ユナイテッドヘルス・グループの株価は木曜日に5%以上急騰し、ダウ工業株30種平均を最高値更新に牽引した。バンク・オブ・アメリカが同社を「買い」に格上げし、目標株価を420ドルから450ドルに引き上げたことが背景にある。
「最近のデータを踏まえると、第1四半期の好調が単に弱いインフルエンザシーズンや気象条件によるものだったとは考えにくい」とバンク・オブ・アメリカのアナリストは指摘し、医療費動向の改善による利益率の向上を見込んでいる。
新たな目標株価は、ユナイテッドヘルスの直近の取引水準である約396ドルから約14%の上値余地を示唆する。同社株は年初来で約20%上昇し、3月下旬の安値からは2倍以上に回復。医療費高騰、診療報酬慣行を巡る調査、昨年の突然のCEO交代などにより長期下落基調にあった状況から回復している。

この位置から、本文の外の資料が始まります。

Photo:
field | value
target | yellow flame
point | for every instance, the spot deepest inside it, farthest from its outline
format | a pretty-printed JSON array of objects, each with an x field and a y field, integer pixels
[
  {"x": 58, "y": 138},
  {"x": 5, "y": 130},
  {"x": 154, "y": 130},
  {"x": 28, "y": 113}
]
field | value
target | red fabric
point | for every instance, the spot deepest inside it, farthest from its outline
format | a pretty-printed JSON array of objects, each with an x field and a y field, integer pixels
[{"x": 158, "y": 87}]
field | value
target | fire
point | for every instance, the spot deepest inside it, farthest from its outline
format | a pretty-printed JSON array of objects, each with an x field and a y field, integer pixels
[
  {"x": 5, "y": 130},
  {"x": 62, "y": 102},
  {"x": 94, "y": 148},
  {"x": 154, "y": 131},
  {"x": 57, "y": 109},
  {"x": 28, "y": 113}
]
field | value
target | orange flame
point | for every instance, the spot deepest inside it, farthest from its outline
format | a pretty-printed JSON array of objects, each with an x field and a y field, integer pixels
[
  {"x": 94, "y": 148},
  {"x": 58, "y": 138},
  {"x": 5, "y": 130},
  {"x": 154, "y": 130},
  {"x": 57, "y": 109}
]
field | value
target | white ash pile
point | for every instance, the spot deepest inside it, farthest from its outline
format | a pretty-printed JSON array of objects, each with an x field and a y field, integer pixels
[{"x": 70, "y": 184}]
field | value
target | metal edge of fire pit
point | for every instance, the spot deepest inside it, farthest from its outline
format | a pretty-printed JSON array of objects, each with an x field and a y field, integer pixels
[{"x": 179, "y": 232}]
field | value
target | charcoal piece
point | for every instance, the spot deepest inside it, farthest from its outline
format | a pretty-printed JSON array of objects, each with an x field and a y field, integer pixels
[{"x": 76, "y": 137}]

今回の格上げは、ユナイテッドヘルスが7月に第2四半期決算を発表するのを前に実施された。バンク・オブ・アメリカは、医療費動向と保険利用率に関する最近のデータが、同四半期にとって「良好な」環境を示しており、株価回復がさらに進む可能性があると述べた。過去数四半期において、予想を上回る医療費がユナイテッドヘルスの業績を圧迫し、利益率を悪化させ、株価を数年ぶりの安値に押し下げていた。
ダウ工業株30種平均は木曜日に850ポイント上昇して終値ベースで史上最高値を記録し、ユナイテッドヘルスとゴールドマン・サックス・グループがそれぞれ約5%の上昇に貢献した。S&P500種株価指数は0.5%上昇し、ハイテク株中心のナスダック総合指数は0.3%上昇。ヘルスケアと金融株の上昇が、半導体株のブロードコム主導による下落を相殺した。
ユナイテッドヘルスの株主にとって、今回の格上げは、医療費圧力の最悪期は同社にとって過ぎ去ったとウォール街が判断したことを示している。次の注目材料は7月中旬に発表予定の第2四半期決算であり、アナリストの予想通りに利益率の改善が実現しているかが試されることになる。
本記事は情報提供のみを目的としており、投資助言を構成するものではない。